Declive del consumo de fruta en España
«Los criterios económicos suelen estar por encima de otros menos tangibles, y los precios más elevados, sin duda han contribuido a este descenso»
En la última década, el consumo de fruta en España ha experimentado un notable descenso; una tendencia que preocupa tanto a las autoridades sanitarias como a los productores del sector hortofrutícola. Según el último informe del Ministerio de Agricultura, Pesca y Alimentación (MAPA) los españoles hemos pasado de tener un consumo per cápita de102,5 kilogramos en 2014, a 78,6 en la actualidad.
Todo ello a pesar de las intensas campañas de información que se han desarrollado, lo que hace necesario dar una vuelta al enfoque de estas y valorar la mejor forma, los canales más adecuados y los mensajes que más calan en la sociedad.

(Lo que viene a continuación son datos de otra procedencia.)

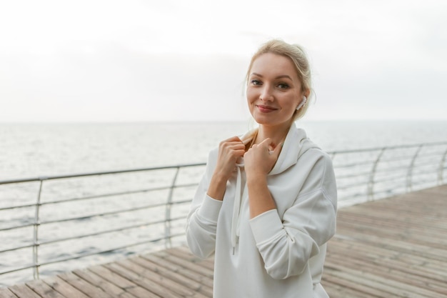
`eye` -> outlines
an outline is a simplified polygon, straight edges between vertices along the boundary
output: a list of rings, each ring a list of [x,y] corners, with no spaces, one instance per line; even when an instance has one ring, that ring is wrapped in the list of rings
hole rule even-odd
[[[251,84],[254,85],[254,86],[258,86],[258,85],[261,85],[262,84],[261,81],[259,81],[258,79],[252,79],[251,81],[250,81],[250,83],[251,83]]]
[[[288,87],[289,87],[288,84],[286,84],[286,83],[279,83],[276,86],[278,86],[278,88],[279,88],[281,89],[288,89]]]

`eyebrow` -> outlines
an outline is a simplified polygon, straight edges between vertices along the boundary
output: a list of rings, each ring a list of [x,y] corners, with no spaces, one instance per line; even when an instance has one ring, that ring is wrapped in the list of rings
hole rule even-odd
[[[259,77],[261,77],[261,78],[263,77],[263,76],[262,74],[256,74],[256,72],[253,72],[253,73],[251,73],[251,75],[253,75],[253,74],[254,74],[255,76],[259,76]],[[281,76],[276,76],[275,79],[282,79],[282,78],[288,78],[288,79],[290,79],[291,81],[293,81],[292,78],[291,78],[291,77],[290,77],[290,76],[288,76],[288,75],[287,75],[287,74],[282,74],[282,75],[281,75]]]

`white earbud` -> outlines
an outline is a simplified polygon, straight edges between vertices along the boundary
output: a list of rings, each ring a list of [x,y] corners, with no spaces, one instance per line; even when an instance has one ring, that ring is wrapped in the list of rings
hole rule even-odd
[[[303,96],[303,100],[301,101],[300,104],[298,104],[298,106],[296,107],[296,110],[300,109],[301,106],[306,104],[306,101],[307,101],[307,99],[306,98],[306,96]]]

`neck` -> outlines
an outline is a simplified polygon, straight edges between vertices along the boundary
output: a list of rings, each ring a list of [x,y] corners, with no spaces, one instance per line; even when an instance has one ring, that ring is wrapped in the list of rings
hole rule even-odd
[[[290,126],[290,125],[284,125],[280,127],[267,126],[261,124],[259,125],[255,144],[259,144],[264,139],[270,138],[275,146],[278,145],[284,141]]]

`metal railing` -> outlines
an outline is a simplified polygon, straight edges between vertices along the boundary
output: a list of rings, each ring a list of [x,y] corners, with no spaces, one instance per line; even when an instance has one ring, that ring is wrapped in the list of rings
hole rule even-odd
[[[328,153],[341,207],[445,183],[447,141]],[[0,285],[184,243],[205,166],[0,181]]]

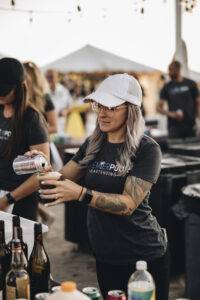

Una preocupante tendencia que no solo impacta la salud de los ciudadanos, sino también en el propio sector hortofrutícola, al agravar los desequilibrios entre oferta y demanda. Este descenso ha afectado a la mayoría de las categorías de frutas, desde cítricos hasta frutas de pepita y de hueso, con la notable excepción de las frutas exóticas y los melones y sandías, que han visto un ligero aumento en su consumo.
La realidad es que al final, los criterios económicos suelen estar por encima de otros menos tangibles, y los precios más elevados, sin duda han contribuido a este descenso. En 2023, el precio medio de la fruta fresca alcanzó los dos euros por kilogramo, un incremento del 53% respecto al año anterior. Este aumento se ha sentido más en las tiendas tradicionales, donde los precios subieron un 71%, situándose en 2,07 euros por kilogramo.
Actual campaña de fruta de hueso
Por otro lado, la actual campaña de fruta de hueso en España avanza a buen ritmo, presentando un ligero incremento en la producción y una buena calidad del producto. En 2024 se estima una cosecha aproximada de 1,5 millones de toneladas de melocotones, nectarinas y paraguayos, un 1% más que el año anterior, debido fundamentalmente a la ausencia de incidencias meteorológicas significativas, a que no ha habido dificultades destacables para encontrar mano de obra y a que los precios en origen están siendo favorables.